Similarly, any other known OUM architecture can be implemented to
obtain three bits from two cells.
[0057] FIG. 10 shows a TLC memory cell pair 1000 for a TLC
Magnetresistive RAM (MRAM). Cell pair 1000 includes a first MRAM
cell 1002 and a second MRAM cell 1003. Each cell, such as 1002,
includes a transistor 1007, preferably an MOS transistor, and an
MRAM element 1005. One source/drain of transistor 1007 is connected
to the corresponding bit line 1010 and the other source/drain is
connected to the MRAM element 1005. The gate of the transistor 1007
is connected to its corresponding word line 1015. The other side of
MRAM element 1005 is connected to a ground voltage 1012. In the
MRAM, the digital data of 1s and 0s are stored as magnetic states
that have different resistances. By using electrical energy
controlled by transistors, such as 1007, the desired digital data
can be written into the MRAM cells. In conventional applications,
only 0s or 1s, representing only two states, are written into the
MRAM cells. The read operation is done by sensing either the low or
the high resistive states of the MRAM cells. However, the
resistance of the MRAM element 1005 can vary depending on the
magnitude of the write current applied to the cell during the write
operation. Thus, by using multi-level write currents, multiple
levels of resistance can be written into a single cell to represent
multiple bits of digital data. In this manner, the TLCP strategy
can be implemented in MRAM. Similarly any other known MRAM
architecture can be implemented to obtain three bits from two
cells.
[0058] In dynamic storage components like DRAM, 1TSRAM, PSRAM,
Dynamic Register array, Dynamic FIFO, etc., a capacitor is being
used in the memory cell to store the desired logic state. As an
example of a dynamic memory to which the TLCP strategy is applied,
FIG. 11 shows a TLC memory cell pair 1100 for a TLC Dynamic RAM
(DRAM). This cell can be used in many dynamic storage applications,
such as 1TSRAM, PSRAM, etc. Cell pair 1100 includes a first DRAM
cell 1102 and a second DRAM cell 1103. Each cell, such as 1102,
includes a transistor 1107, preferably an MOS transistor, and a
capacitor 1105. One source/drain of transistor 1107 is connected to
the corresponding bit line 1110 and the other source/drain is
connected to the capacitor 1105. The gate of the transistor 1107 is
connected to its corresponding word line 1115. The other side of
capacitor 1105 is connected to a ground voltage 1112. The storage
capacitor is charged or discharged by a voltage placed across it to
represent the digital data of 1s and 0s. An intermediate charge
level can also be written into the capacitor, thus giving three
states in the storage cell. Two of the storage cells with tri-level
storage scheme can be put together to represent three data bits.
The three levels of charge stored in the capacitor can be High,
Medium, and Low. Depending on the circuit design considerations,
the appropriate levels will be implemented differently, i.e., Low
can be very little charge, no charge, or even negative charge.

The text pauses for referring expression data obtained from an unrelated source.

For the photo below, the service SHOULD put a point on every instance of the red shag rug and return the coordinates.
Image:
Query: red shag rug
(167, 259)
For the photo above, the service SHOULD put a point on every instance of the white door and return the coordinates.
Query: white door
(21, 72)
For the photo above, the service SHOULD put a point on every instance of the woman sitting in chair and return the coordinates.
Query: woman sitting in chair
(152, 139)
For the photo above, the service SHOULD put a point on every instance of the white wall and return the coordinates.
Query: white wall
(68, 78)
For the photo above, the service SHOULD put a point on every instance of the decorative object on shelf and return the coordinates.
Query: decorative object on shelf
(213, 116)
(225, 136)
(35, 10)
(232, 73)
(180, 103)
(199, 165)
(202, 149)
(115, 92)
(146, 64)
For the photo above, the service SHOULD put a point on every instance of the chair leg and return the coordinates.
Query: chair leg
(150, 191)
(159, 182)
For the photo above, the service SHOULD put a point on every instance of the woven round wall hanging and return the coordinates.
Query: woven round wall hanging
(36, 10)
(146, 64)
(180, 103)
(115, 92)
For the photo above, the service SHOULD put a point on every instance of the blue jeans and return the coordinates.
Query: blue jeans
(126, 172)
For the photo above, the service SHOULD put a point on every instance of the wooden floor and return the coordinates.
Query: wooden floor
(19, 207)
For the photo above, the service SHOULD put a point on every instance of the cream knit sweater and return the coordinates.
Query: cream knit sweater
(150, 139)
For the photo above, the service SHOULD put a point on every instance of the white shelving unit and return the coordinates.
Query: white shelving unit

Medium may not mean in the middle. It can be 80% to 10% or below
depending on the design considerations. In this manner, the TLCP
strategy can be implemented in DRAM.
[0059] FIG. 12 shows another example of a dynamic storage cell
pair, i.e., a dynamic register cell pair 1200, which includes a
first dynamic register 1202 and a second dynamic register 1203.
Each dynamic register, such as 1202, includes a gate transistor
1207, a storage capacitor 1205, a read transistor 1220, and a read
select transistor 1222. Transistors 1207, 1220, and 1222 are
preferably MOS transistors and most preferably CMOS transistors.
One source/drain of transistor 1207 is connected to write bit line
1210 and the other source/drain is connected to the side of
capacitor 1205 connected to node 1213. The gate of transistor 1207
is connected to the write word line 1216 carrying the signal WLW.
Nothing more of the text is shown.